Attention ! Groupe à
"univers" ! C'est-à-dire un ensemble de signes qui le rend
immédiatement reconnaissable sur un marché musical en disette de
figures de proue, ce qui n'est pas le moindre de ses atouts
commercialement parlant. Avec son bagage littéraire et des
bacchantes apparentes, Feu! Chatterton construit un rock
rétrofuturiste à la française, qui rapproche Jules Verne du road
trip spatial de Thomas Pesquet, Boris Vian et la pop seventies
nappée de claviers. On y décèle les gènes de tout un ADN bien
chargé, Aznavour par exemple, ou encore Christophe que rappellent
les sonorités liquides, verticales, et la voix de Arthur Teboul sur
"Je ne te vois plus".
Il faut reconnaître
que Feu! Chatterton a les épaules assez larges pour porter avec une
grande légèreté toutes ces influences parfois intimidantes ; cette
approche que l'on peut trouver un tantinet précieuse témoigne aussi
d'une culture très bien digérée, et bien recrachée.
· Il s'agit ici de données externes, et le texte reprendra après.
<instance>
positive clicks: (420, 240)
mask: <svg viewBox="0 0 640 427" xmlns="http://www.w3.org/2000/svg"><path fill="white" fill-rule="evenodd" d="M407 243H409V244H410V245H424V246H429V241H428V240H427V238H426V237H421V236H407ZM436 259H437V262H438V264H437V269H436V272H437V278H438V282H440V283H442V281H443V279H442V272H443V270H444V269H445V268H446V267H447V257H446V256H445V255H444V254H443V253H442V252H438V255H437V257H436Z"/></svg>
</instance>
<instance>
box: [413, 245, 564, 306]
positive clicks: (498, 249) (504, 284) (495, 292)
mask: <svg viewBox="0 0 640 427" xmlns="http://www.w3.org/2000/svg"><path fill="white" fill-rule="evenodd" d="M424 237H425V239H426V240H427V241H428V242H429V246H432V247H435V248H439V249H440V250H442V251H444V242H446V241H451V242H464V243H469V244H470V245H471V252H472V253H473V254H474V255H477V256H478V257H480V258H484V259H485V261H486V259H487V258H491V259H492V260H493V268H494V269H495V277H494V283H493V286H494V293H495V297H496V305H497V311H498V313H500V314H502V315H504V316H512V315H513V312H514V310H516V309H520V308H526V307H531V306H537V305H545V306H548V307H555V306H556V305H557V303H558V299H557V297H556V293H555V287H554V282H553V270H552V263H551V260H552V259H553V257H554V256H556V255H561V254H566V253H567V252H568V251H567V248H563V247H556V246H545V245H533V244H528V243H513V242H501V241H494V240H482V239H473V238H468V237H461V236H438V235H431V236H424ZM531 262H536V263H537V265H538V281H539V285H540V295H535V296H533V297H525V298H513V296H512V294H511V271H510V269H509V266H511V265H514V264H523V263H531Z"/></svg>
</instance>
Ceci dit, on
laisse Teboul roucouler en se désintéressant un peu du sens des
paroles, les sonorités de la langue française semblant plus
importantes : elles coulent très agréablement (on a rêvé ou il a
réussi à caser le mot "benjoin" ?), mais n'accrochent pas
non plus l'oreille. Cependant, les Feu! Chatterton ne sont pas les
premiers à pousser cette association rock-prose poétique : on pense
à Tanger (*), en moins vénéneux. Volontiers suranné, tirant
parfois en longueur (langueur), "L'oiseleur" réussit
néanmoins à envelopper son romantisme lettré et extatique d'une
une bulle musicale sensuelle, qui renvoie les reflets colorés et
kaléidoscopiques d'une boule à facettes.
FEU ! CHATTERTON L'oiseau (Clip 2018)
(*) groupe de
Philippe Pigeard (chant). En faisant des recherches à l'occasion de
cette chronique on a appris qu'Alexandre, le fils de Philippe,
faisait partie des trois victimes françaises des attentats de
Londres le 3 juin 2017. Triste nouvelle, triste anniversaire.